Sosyal hayatta insanların bid’atlara boğulduğu, fitne ve fesatların yayıldığı bir ortamda müminler, saksıda yetişen bir gül gibi olmak mecburiyetindedirler.
Etrafına güzel kokular salmalı ve toplumu etkilemelidir. Mü’minlerin bu hali Sadi Şirazi’nin Gülistan ve Bostan adlı eserinde anlattığı şu hadiseye benzer: Bir gün hamamda, bir dostunun elinden elime güzel kokulu bir kil geçti. Kile şöyle dedim: “Misk misin yoksa amber misin? Gönlü meftun edici kokunuzdan meftun oldum.” dedim.
Kil: “Ben kıymetsiz bir kilim fakat bir müddet gül saksısında gülle beraber kaldım. Arkadaşımın kemali bende tesir bıraktı, yoksa ben yine aynı toprağım.” dedi.[1]
Musa (a.s.) Tur-i Sina’dan Rabbi ile mükâlemeden döndüğünde Allah sana neyi tavsiye etti? diye sorulunca, Hz. Musa: Hak Tealâ beni dokuz şeyle görevlendirdi;
1. Açıkta, gizlide Allah’dan haşyet üzerine (ihlâsla) bulunmayı.
2. Kızgın ve sukunetli halinde adaletli olmayı,
3. Fakirlikte ve zenginlikte ölçüyü taşırmamak,
4. Beni aramayanı aramayı,
5. Mahrum edeni ikram etmeyi,
6.Haksızlık edeni affetmeyi,
7. Konuştuğun zaman hakkı söylemeyi,
8. Sustuğun zaman gerçeği düşünmeyi,
9. Bakışların ibret nazarıyla olmasını.
Hz. Peygamber de; “Rabbim bu dokuz maddeleri yaşamamı emretti”[2] buyurmuştur.
Ahlaklı mü’minin, imanlı ve şuurlu müslümanın hedefi, daima iyilik olmalıdır. Bu bahiste düsturumuz iyiliğe iyilik değil, kötülüğe de iyilik olacaktır. Çünkü Cenab- Hak: “İyilikle kötülük bir olmaz, Sen (kötülüğü) en güzel bir şekilde önle. O zaman seninle arasında düşmanlık bulunan kimse, sanki candan bir dost olur.”[3]
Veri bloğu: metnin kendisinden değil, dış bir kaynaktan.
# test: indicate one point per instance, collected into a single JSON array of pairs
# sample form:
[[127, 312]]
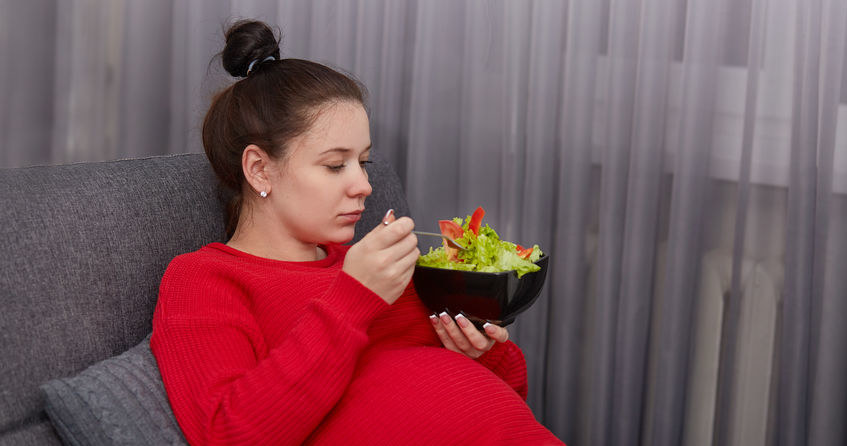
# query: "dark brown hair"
[[276, 102]]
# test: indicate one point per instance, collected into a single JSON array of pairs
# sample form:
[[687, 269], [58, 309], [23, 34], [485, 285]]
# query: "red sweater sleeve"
[[506, 360], [206, 348]]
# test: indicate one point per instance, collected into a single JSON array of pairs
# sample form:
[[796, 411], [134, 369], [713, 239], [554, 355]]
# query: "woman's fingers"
[[495, 332], [461, 336], [474, 336], [442, 333]]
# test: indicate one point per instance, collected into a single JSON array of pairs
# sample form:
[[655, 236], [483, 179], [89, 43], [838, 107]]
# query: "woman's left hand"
[[462, 336]]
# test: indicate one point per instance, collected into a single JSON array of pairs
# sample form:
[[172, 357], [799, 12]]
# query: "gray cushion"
[[119, 401], [84, 248]]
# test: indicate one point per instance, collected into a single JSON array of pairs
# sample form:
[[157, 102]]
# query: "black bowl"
[[482, 297]]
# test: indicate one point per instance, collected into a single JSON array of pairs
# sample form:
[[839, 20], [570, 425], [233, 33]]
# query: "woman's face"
[[319, 192]]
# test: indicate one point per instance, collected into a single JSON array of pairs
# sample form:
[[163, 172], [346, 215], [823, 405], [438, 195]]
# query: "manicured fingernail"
[[445, 317], [388, 214]]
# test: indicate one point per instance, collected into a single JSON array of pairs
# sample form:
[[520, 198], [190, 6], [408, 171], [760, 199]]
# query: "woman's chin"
[[341, 237]]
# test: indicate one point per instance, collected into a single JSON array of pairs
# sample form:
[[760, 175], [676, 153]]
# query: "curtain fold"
[[683, 163]]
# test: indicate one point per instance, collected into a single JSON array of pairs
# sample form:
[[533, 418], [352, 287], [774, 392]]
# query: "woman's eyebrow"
[[344, 150]]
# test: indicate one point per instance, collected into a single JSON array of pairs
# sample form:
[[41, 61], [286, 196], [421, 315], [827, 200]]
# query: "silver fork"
[[449, 240]]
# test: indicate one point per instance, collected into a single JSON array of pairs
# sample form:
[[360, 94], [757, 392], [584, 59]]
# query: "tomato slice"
[[450, 229], [524, 253], [476, 220]]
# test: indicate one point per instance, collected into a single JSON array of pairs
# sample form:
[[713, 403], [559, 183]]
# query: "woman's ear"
[[255, 164]]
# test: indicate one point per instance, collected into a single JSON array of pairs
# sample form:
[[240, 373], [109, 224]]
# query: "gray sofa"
[[83, 249]]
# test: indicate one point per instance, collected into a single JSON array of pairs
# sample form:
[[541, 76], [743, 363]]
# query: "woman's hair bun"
[[246, 41]]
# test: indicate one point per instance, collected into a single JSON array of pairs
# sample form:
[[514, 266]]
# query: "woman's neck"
[[271, 243]]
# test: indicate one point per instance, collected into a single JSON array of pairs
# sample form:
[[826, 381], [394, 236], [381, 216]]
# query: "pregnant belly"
[[427, 395]]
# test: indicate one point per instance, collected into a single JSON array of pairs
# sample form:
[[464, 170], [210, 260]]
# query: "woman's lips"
[[352, 217]]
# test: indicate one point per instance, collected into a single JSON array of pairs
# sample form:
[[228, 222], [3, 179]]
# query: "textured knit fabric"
[[118, 401], [258, 351]]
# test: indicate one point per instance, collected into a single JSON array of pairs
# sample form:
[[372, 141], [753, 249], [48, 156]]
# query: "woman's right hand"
[[384, 259]]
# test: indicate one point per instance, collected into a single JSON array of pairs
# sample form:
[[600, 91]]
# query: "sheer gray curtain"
[[684, 162]]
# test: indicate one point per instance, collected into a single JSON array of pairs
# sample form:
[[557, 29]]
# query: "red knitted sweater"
[[259, 351]]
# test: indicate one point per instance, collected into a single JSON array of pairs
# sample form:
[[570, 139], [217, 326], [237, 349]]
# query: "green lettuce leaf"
[[485, 252]]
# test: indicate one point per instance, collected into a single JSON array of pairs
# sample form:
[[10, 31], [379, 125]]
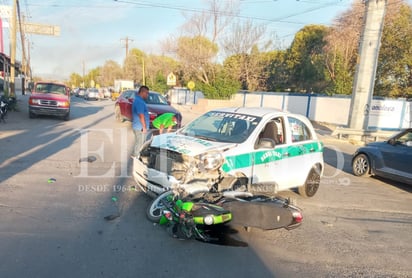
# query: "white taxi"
[[259, 150]]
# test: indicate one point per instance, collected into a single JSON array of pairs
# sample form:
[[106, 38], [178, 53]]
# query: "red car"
[[156, 103], [50, 98]]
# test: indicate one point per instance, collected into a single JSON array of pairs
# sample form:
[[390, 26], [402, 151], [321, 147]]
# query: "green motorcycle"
[[188, 219]]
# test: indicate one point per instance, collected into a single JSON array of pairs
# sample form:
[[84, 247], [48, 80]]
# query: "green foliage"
[[393, 76], [305, 61], [159, 83], [222, 87]]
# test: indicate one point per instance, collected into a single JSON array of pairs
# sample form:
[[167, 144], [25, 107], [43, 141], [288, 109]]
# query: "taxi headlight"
[[208, 220], [62, 103], [211, 161]]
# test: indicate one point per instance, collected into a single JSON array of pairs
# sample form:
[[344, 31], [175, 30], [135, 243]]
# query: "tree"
[[75, 80], [221, 87], [341, 49], [196, 55], [110, 71], [305, 59], [157, 68], [133, 66], [212, 21], [276, 71], [245, 61]]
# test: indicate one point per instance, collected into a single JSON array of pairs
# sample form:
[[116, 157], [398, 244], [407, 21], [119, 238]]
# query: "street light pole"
[[13, 49]]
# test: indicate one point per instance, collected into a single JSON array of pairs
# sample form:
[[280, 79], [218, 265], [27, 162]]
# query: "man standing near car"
[[140, 115]]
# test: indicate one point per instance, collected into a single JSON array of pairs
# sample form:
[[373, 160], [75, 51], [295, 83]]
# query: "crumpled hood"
[[49, 96], [187, 144]]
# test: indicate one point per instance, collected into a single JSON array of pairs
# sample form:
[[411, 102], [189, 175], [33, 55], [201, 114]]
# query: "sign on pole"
[[171, 79], [5, 11], [191, 85], [41, 29]]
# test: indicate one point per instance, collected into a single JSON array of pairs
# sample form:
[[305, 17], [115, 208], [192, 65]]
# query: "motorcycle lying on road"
[[188, 219], [6, 104], [247, 210]]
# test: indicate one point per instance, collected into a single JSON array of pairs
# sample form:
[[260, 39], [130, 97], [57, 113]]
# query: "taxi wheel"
[[311, 185], [117, 114]]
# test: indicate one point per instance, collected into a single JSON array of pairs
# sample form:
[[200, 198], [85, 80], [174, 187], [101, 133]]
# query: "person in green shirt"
[[166, 120]]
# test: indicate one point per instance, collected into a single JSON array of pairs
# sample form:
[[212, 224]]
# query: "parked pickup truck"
[[50, 98]]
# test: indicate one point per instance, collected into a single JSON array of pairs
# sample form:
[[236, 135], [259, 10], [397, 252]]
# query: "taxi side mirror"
[[266, 143]]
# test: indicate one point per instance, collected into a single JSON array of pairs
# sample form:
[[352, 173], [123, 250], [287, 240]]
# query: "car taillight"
[[297, 216], [152, 116]]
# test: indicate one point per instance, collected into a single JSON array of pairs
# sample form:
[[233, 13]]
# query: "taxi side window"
[[299, 130], [274, 130]]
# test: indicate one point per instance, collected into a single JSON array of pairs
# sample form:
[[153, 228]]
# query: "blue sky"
[[92, 30]]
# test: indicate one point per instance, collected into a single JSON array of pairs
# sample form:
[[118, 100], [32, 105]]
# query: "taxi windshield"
[[222, 127]]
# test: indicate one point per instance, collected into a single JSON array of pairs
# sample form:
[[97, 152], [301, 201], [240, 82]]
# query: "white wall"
[[383, 114]]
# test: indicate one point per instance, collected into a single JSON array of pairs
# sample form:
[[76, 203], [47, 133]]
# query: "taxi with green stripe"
[[260, 150]]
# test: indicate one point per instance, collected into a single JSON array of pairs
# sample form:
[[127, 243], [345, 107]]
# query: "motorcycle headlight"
[[211, 161], [208, 220]]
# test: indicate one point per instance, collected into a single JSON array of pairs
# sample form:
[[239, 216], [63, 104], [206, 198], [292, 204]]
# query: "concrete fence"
[[385, 114]]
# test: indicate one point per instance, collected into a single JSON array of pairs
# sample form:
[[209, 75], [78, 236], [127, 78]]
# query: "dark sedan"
[[390, 159], [156, 103]]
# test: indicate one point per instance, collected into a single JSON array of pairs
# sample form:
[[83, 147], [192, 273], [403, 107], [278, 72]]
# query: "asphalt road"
[[54, 197]]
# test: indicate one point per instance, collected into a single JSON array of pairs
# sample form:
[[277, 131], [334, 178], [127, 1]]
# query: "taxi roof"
[[254, 111]]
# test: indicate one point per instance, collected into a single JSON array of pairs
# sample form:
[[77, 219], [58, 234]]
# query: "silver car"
[[92, 93]]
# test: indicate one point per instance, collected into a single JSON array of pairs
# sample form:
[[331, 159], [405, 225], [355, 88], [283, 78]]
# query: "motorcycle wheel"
[[155, 209]]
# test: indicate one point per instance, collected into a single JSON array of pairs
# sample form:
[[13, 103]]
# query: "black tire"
[[117, 114], [155, 209], [361, 166], [66, 117], [311, 185]]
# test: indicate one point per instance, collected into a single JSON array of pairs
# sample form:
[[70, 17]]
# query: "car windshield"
[[50, 89], [222, 127], [156, 99]]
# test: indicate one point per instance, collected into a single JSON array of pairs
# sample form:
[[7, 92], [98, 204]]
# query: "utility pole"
[[368, 59], [13, 49], [126, 42]]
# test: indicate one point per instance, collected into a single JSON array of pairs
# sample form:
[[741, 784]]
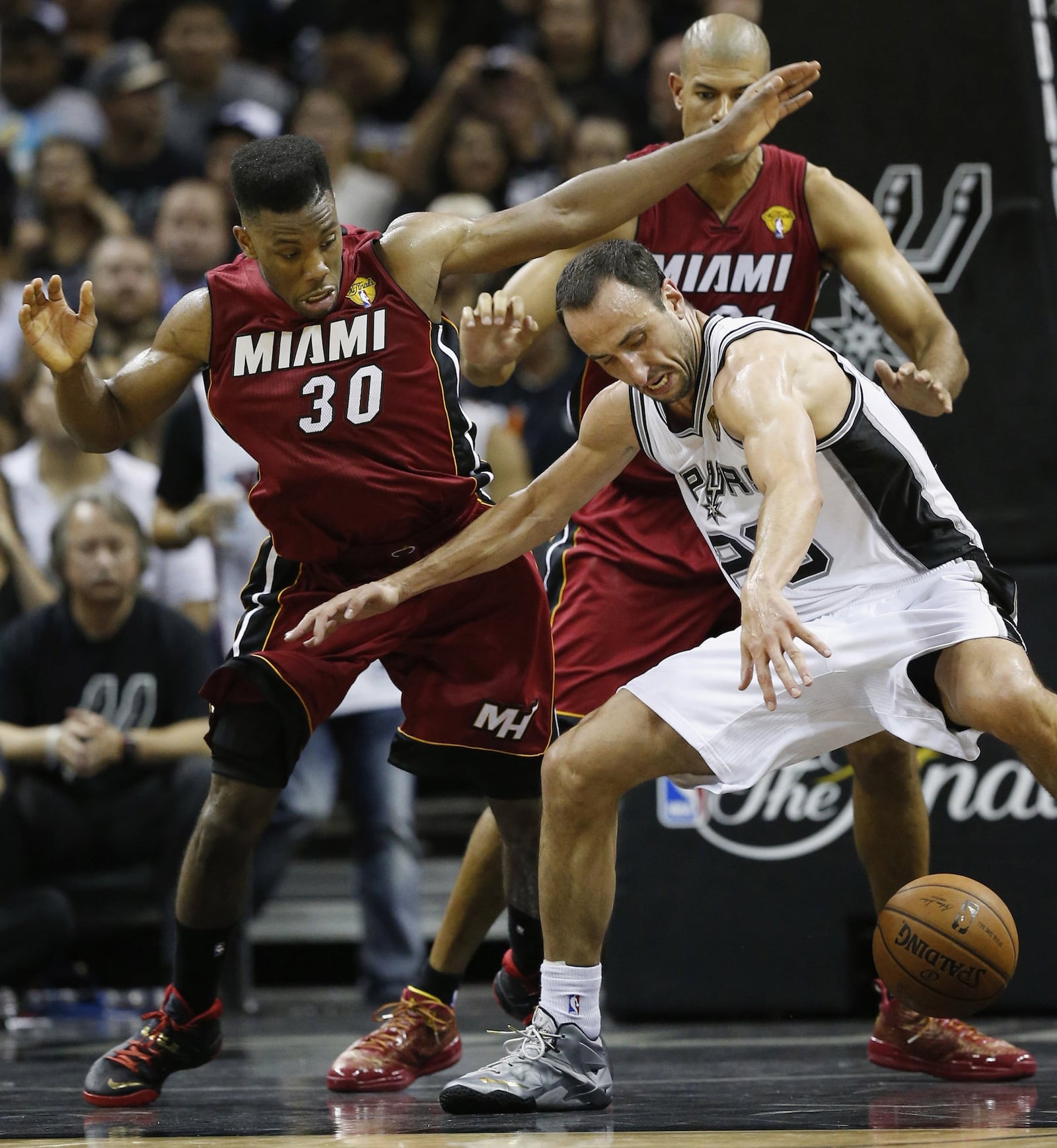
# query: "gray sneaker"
[[549, 1068]]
Buna İslâm tarihinden bir misal verelim bir gün kendini bilmezin birisi Hz. Peygamberimizin torunu Hz. Hüseyin’in en küçük oğlu Zeynel Abidin’e sataşıyor. Adam ileri geri hayli atıp tutuyor. Nihayet susuyor. Zeynel Abidin olup bitenleri sadece dinledikten sonra ellerini kaldırıyor ve şöyle dua ediyor: “Allah’ım bu adamın isnat ettiği suç ve kusurlar bende varsa ıslah eyle ve günahımı affeyle, ağer bende yoksa bu adam büyük günah işlemiş oldu onu affeyle.”
Bu manzara karşısında adam yumuşar ve özür diler.[4]
Dipnotlar:
[1]Şirazî, Sadi; Gülistan ve Bostan Tercümesi, Necefzâde Yakup Kenan, Bedir Yayınevi, İstanbul-2004, s.21.
[2]Kurtubi Tefsiri, c.7, s.344,347.
[3] Fussilet Sûresi, 41/34.
[4]Kandehlevî, Hayatü’s-Sahabe, c.1, s.434.